Vectors in Physics
Push a lawnmower across the lawn and something quietly frustrating happens. You shove along the
handle, which slants down toward the ground, so your 200\ \text{N} of effort
does not all go into moving the mower forward. Part of it drives the mower ahead — the
useful part — and part of it merely presses the mower harder into the grass, doing nothing but tiring
you out. Tilt the handle steeper and you press down more and push forward less; hold it flatter and
almost all your effort goes into motion. The same force, aimed differently, does a different
job.
That is the whole reason physics needs vectors. A force isn't just "how hard" — it is
"how hard and which way", and to predict what it actually accomplishes you must split it into
directions and recombine the pieces. On this page we take the physical quantities that carry a
direction — displacement, velocity, force — and learn the three moves that make them useful:
resolving a vector into components, adding vectors, and the two
products that hide inside real physics laws — the dot product (which gives you
work) and the cross product (which gives you torque).

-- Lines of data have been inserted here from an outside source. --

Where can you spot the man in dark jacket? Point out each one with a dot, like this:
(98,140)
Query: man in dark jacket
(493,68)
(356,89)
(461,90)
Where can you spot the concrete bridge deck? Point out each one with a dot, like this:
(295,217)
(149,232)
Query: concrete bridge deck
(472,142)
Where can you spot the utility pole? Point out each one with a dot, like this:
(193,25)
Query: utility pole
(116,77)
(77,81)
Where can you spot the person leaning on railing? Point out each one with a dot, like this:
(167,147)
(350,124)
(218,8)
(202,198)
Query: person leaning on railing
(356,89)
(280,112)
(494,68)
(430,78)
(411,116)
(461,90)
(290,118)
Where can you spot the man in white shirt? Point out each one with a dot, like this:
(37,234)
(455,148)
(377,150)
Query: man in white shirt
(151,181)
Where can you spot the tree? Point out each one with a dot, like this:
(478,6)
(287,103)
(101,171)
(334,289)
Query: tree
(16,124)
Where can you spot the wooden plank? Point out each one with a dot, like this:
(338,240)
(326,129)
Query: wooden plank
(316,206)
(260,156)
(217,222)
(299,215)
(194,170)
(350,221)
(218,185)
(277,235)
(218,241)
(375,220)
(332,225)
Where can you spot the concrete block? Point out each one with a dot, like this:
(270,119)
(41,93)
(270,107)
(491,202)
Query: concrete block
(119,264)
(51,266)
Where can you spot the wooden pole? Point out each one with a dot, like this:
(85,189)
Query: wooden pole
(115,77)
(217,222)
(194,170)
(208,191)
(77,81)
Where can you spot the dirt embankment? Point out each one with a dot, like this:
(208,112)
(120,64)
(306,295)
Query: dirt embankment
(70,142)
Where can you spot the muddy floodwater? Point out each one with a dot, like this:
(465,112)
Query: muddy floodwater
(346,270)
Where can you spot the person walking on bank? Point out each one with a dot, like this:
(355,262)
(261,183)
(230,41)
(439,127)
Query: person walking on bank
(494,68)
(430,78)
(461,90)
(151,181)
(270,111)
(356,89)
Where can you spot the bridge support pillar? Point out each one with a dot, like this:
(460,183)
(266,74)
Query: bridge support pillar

Scalars carry a size; vectors carry a size and a direction
Some physical quantities are fully described by a single number with a unit. Your mass is
70\ \text{kg}; the room is at 21\,^\circ\text{C};
the trip took 3\ \text{hours}. There is no "direction of 70 kilograms".
These are scalars — mass, temperature, time, energy, speed, electric charge.
Other quantities are meaningless until you also say which way. "I walked
5\ \text{km}" doesn't tell you where I ended up; "I walked
5\ \text{km} north-east" does. Quantities that need a
magnitude and a direction are vectors — displacement, velocity,
acceleration, force, momentum. We write them in bold, \vec{F}, and draw them
as arrows: the length is the magnitude |\vec{F}| = F, the way the arrow
points is the direction.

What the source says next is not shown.